Beer is my preferred consumable for long-term security. Everclear for backpacking trips.
"We have to go forth and crush every world view that doesn't believe in tolerance and free speech." - David Brin
MAD has worked against the soviet union, but we face a number of other threats. North Korea as an example, China more long term.
I believe that maintaining the option is for the best, though we don't need thousands of warheads.
It's very high level at this point, but any country we deal with knows, at some level, that if we reach a certain point we can destroy them for virtually no cost for ourselves. Sure, a nuke is expensive, but it's dwarfed by the cost of an invasion/occupation force.
I don't read AC A human right
Bismuth is hard to handle and scarce, and, from my own experiments with bismuth alloys years ago, it has horrible flow and wetting properties.
It's amazing what IS handled quite safely in industry - molten glass in multi-tonne quantities, flammable gases, toxic liquids. The trick is to find a technology that works, refine it, and stick to it. Before long people forget there was ever a problem. In my kitchen cupboard I have nearly pure formic acid, sodium hydroxide, chlorine based bleach. And that's just household cleaners.
Pining for the fjords
"As for seawater extraction - where did that paticular gem come from and did the guy have more than an MBA?"
Google for uranium and seawater, grasshoppa...
Scathing dismissal based on poorly founded intuition? To make that work you have to *actually* be the smartest person in the room. And *damn* quick on your feet.
Avoid ad-hominem attacks, they detract more from your credibility than from your target's. At least, they should, unless you're addressing people with no training in analyzing and resisting rhetorical tricks. Hmm. That's just about everybody, anymore. Carry on.
--
phunctor
First of all, there is no shortage of uranium suitable for nuclear fuel. Secondly, no reactor comes on stream without securing a supply of uranium for the life of the reactor; all sales are long-term contracts.
The spot price for uranium varies a bit, but the mines themselves sell at roughly $10 a pound, and they are selling it at that price as we speak, because they signed the supply contracts 10 and 20 years ago.

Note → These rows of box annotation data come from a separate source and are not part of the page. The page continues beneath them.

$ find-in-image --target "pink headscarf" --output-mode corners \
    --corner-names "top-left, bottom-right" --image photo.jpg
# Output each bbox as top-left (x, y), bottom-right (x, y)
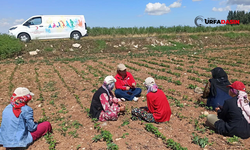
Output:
top-left (237, 91), bottom-right (250, 123)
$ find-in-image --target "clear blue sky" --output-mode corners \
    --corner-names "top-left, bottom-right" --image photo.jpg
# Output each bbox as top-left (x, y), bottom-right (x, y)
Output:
top-left (0, 0), bottom-right (250, 33)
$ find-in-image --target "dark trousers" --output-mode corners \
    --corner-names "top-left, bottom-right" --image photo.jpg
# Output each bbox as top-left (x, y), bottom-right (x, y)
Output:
top-left (115, 88), bottom-right (141, 101)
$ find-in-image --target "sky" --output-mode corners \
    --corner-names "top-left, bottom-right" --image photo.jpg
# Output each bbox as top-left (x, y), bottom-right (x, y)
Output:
top-left (0, 0), bottom-right (250, 33)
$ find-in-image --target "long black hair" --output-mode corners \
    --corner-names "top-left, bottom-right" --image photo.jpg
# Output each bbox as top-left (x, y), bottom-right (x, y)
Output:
top-left (209, 67), bottom-right (231, 96)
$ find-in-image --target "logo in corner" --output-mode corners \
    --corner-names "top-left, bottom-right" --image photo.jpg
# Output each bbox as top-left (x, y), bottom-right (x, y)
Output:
top-left (194, 16), bottom-right (203, 27)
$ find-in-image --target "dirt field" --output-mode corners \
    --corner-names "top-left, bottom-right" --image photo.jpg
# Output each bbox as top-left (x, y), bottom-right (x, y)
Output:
top-left (0, 34), bottom-right (250, 150)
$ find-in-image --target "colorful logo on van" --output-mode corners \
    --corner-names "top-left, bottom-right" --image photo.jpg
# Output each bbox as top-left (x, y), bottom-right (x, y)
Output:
top-left (46, 18), bottom-right (83, 33)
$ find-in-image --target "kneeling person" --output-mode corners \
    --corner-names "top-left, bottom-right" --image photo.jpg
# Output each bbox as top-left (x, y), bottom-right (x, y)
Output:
top-left (131, 77), bottom-right (171, 123)
top-left (115, 64), bottom-right (141, 101)
top-left (90, 76), bottom-right (125, 121)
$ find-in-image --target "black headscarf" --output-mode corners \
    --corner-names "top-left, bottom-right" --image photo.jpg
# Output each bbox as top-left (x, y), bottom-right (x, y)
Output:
top-left (209, 67), bottom-right (231, 96)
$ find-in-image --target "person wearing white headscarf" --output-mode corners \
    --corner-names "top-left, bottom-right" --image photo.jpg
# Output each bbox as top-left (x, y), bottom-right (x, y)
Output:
top-left (131, 77), bottom-right (171, 123)
top-left (90, 76), bottom-right (125, 121)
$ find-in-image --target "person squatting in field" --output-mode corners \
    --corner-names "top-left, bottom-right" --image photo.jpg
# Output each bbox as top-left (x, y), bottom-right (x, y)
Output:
top-left (207, 81), bottom-right (250, 139)
top-left (131, 77), bottom-right (171, 123)
top-left (199, 67), bottom-right (231, 109)
top-left (115, 64), bottom-right (141, 101)
top-left (0, 87), bottom-right (52, 149)
top-left (90, 76), bottom-right (125, 121)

So, whatever and wherever the world's reactors are, they have enough fuel to run to decommission. Let's get that right out of the way now.
There was a flood at the mine sitting on top of the world's richest uranium deposit. This single mine has easy access to what amounts to 20% of current production. When it comes back on stream in 2010, all of a sudden uranium will be oh-so-plentiful again.

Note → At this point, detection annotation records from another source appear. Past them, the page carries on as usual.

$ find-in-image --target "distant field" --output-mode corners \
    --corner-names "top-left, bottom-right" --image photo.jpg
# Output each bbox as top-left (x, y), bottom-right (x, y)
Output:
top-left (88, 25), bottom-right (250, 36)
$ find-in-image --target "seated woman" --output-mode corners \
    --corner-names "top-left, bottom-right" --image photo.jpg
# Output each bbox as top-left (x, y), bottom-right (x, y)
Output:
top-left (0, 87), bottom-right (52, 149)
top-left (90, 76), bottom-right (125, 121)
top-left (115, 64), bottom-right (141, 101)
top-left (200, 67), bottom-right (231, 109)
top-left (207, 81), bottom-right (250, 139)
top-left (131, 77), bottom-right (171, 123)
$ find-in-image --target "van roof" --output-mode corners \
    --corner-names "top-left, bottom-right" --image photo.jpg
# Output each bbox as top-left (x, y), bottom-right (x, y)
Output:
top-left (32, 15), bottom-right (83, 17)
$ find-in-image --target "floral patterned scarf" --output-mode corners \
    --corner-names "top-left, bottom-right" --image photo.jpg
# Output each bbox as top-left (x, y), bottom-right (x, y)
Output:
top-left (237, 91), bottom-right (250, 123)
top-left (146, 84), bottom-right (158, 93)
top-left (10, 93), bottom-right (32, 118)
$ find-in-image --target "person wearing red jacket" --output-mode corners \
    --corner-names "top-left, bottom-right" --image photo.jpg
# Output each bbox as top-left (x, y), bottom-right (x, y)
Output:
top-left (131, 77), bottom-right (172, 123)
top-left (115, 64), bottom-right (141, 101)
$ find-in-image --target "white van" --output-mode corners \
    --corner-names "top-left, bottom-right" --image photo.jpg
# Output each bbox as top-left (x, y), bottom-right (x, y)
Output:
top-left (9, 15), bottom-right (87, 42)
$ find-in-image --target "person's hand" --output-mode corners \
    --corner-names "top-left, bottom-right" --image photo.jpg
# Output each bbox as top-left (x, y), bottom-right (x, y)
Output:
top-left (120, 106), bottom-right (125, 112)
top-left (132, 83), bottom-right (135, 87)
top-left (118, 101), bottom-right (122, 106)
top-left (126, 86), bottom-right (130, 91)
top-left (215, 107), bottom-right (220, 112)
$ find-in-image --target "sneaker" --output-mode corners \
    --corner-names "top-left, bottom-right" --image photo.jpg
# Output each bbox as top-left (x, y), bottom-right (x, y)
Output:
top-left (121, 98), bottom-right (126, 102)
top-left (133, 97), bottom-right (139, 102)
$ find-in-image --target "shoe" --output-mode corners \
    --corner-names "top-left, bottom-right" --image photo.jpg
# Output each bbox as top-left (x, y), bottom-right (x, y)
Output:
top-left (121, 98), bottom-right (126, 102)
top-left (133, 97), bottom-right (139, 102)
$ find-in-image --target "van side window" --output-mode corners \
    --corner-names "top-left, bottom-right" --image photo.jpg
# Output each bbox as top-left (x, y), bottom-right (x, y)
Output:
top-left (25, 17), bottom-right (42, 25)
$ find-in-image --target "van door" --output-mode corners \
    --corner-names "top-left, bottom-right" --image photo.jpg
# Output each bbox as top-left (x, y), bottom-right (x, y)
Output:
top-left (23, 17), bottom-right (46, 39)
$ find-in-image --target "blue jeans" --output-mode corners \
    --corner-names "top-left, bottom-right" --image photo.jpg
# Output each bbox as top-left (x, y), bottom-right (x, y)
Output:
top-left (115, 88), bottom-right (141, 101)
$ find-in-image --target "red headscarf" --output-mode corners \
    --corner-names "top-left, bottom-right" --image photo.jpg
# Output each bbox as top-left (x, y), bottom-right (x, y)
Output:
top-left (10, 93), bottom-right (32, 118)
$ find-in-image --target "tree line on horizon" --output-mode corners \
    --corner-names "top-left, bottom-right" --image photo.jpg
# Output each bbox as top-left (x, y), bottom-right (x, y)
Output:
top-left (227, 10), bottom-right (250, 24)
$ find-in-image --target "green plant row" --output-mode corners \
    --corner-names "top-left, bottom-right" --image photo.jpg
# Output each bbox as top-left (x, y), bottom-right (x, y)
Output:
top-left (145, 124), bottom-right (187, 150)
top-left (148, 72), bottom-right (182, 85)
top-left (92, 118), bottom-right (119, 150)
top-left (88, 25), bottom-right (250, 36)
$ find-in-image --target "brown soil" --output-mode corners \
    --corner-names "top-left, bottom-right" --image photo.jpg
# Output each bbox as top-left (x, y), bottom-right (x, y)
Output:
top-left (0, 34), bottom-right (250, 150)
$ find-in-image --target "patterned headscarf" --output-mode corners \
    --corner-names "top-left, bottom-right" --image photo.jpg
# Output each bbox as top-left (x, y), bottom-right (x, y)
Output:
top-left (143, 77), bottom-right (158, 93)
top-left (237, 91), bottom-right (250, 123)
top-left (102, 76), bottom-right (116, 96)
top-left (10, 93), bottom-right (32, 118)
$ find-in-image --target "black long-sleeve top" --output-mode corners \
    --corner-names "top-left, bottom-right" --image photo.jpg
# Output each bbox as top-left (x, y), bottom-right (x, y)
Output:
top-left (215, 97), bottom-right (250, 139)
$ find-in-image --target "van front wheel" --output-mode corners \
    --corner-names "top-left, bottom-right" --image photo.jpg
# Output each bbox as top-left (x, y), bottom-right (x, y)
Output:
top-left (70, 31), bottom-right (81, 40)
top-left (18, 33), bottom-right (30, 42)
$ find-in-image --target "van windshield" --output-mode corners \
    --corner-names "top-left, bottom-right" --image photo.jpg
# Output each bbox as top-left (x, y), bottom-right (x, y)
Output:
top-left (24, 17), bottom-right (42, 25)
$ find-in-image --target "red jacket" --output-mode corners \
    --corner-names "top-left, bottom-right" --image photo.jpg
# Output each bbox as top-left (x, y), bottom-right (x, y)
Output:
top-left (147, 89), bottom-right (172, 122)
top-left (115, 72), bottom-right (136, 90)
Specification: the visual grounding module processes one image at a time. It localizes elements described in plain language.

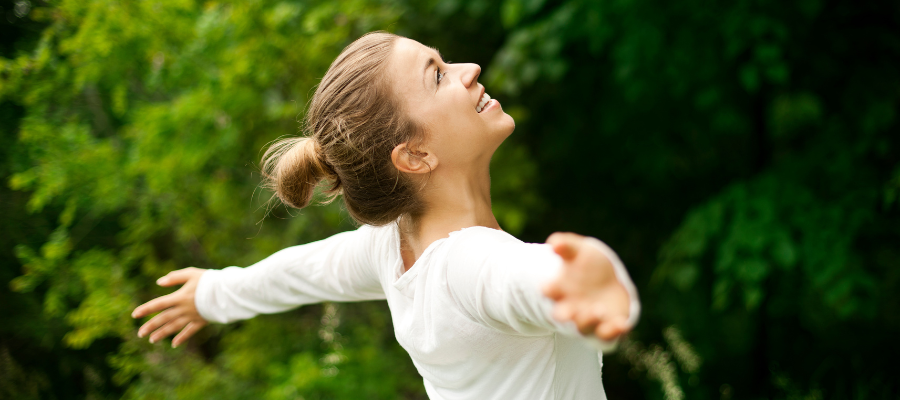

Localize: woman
[133,32,639,400]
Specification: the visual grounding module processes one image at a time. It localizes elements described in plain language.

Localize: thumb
[547,232,584,261]
[156,267,196,286]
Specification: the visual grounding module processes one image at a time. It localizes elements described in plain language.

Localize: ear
[391,143,438,174]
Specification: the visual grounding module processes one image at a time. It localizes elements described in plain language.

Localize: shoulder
[446,226,560,270]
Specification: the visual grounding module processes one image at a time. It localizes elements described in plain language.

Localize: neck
[400,161,500,269]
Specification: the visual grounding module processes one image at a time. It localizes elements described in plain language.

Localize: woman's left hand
[543,232,632,340]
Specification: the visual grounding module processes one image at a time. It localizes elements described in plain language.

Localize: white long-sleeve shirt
[195,224,640,400]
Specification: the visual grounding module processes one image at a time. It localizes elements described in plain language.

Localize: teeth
[475,93,491,112]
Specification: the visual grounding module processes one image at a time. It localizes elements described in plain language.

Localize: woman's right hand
[131,267,208,347]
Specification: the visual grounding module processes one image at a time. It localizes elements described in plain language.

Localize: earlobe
[391,143,438,174]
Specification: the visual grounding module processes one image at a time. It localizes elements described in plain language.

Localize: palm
[544,233,631,340]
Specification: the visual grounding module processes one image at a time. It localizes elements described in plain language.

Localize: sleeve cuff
[194,269,226,323]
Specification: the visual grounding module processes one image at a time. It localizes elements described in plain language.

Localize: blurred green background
[0,0,900,400]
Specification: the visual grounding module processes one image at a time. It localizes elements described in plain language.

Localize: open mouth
[475,93,494,113]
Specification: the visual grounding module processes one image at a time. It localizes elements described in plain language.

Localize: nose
[456,64,481,87]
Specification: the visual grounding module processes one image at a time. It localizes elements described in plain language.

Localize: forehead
[388,37,440,91]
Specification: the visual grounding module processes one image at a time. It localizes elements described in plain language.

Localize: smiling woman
[133,32,640,399]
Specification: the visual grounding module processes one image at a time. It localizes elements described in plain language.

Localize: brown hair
[262,32,423,225]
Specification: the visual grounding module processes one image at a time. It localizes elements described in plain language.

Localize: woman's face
[387,38,516,166]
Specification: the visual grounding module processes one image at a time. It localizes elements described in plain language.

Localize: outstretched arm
[132,226,385,346]
[448,234,640,351]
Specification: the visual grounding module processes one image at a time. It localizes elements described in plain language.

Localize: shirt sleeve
[448,231,640,352]
[194,225,385,323]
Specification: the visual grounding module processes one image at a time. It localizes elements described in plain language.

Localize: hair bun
[262,137,340,208]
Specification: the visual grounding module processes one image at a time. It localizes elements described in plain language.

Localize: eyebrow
[422,46,444,89]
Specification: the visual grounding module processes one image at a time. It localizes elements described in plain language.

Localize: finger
[172,320,206,348]
[156,267,198,286]
[138,309,181,337]
[150,317,190,343]
[131,293,178,318]
[541,280,564,301]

There is a short-term shortage for reactors that are coming on stream right now. Some of the players in the uranium generating industry are stockpiling their uranium fuel, in order to create an artificial shortage and drive up the spot price, and then are selling it at these amazing spot prices.
You know, greed, speculation, regular human behavior stuff, and whatever a human might do to exploit a profit opportunity a corporation damn well can be counted on to do. According to security laws, it's more-or-less illegal not to; shareholder can sue you for not being greedy when the opportunity presents itself. Go figure.

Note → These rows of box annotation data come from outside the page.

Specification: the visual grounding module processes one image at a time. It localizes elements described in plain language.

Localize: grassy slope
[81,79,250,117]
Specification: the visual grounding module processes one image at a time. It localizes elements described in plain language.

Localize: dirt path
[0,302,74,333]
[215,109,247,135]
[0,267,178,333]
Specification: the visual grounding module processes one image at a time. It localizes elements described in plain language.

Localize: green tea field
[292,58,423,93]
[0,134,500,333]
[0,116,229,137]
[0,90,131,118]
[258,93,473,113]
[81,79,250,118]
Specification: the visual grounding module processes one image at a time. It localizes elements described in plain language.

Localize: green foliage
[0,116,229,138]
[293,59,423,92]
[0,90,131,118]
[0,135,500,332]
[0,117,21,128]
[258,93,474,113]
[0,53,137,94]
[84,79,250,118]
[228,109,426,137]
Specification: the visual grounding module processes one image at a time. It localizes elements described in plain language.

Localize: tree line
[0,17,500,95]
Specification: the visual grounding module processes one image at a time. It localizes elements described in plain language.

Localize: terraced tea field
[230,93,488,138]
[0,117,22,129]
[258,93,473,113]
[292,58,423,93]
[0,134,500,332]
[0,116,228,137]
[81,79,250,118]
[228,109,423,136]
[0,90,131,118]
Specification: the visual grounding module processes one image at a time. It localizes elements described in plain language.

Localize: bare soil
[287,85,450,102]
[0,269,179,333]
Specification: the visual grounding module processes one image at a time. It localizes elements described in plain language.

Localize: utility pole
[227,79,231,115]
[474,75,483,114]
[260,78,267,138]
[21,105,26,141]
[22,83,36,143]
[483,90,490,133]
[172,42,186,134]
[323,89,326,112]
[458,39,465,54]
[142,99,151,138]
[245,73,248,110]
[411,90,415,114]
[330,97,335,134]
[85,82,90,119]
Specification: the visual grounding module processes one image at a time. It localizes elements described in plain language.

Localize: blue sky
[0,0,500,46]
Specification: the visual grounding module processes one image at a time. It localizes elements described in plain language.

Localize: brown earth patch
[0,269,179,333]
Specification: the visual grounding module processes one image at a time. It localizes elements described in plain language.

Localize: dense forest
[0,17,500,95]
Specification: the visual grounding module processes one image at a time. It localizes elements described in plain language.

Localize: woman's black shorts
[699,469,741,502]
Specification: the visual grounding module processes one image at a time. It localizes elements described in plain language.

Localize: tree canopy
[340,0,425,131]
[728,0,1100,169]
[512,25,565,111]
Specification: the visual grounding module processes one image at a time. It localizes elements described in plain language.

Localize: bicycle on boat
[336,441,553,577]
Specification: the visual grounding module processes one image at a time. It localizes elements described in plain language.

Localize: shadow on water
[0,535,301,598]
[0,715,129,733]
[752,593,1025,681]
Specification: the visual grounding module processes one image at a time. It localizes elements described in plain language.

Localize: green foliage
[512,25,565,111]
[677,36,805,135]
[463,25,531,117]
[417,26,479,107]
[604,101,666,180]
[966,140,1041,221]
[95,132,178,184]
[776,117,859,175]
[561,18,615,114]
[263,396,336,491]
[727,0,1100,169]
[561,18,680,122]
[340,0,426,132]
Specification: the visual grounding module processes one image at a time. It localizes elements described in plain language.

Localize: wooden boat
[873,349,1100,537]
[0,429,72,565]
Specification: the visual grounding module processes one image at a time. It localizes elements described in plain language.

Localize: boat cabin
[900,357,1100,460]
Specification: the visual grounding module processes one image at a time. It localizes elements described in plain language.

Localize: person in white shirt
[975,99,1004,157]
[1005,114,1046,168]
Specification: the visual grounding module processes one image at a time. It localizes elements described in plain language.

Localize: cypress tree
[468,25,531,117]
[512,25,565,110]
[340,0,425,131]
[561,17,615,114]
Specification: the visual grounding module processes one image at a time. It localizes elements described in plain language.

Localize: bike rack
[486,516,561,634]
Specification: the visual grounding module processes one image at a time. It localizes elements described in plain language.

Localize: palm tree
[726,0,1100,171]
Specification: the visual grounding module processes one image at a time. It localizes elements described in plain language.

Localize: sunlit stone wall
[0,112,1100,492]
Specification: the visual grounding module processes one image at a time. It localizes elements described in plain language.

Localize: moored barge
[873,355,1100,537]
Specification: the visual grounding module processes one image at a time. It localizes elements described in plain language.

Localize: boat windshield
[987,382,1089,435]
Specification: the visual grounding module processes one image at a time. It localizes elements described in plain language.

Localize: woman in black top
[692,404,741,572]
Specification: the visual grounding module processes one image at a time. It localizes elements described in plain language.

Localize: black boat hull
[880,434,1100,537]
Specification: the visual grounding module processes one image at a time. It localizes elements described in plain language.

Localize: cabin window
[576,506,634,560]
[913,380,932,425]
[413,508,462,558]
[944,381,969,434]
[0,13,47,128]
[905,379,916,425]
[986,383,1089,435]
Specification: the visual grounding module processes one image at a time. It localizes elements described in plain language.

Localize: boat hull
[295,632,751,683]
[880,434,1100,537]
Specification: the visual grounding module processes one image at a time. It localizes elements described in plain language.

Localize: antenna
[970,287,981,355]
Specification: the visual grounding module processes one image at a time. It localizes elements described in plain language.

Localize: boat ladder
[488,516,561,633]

There is huge, and I mean huge, exploration activity for uranium right now, because companies can point to the $100+ spot price and get money from the usual risky stock markets. Spend it while you can get it but in the long run these shareholders probably will be looking at penny stocks once the dust settles.
There are a couple of new mines coming on stream in the next few years; they all have outrageous reserves.
Once Cameco's Cigar Lake mine fixes it's flooding problem, there will be way too much uranium around. The uranium producers would like to sign some long-term contracts for a number between the $10 it's been since forever and the $100 it is now, but they know damn well it won't be $100, and so do the people who own the reactors. Both are sitting it out, waiting for the dust to settle, to see exactly what yellocake is going to cost them in 2011.
And it will settle, make no mistake. If you are in a speculating mood, you now know enough to get started fleecing those who believe the lies. Be sure to get out in time.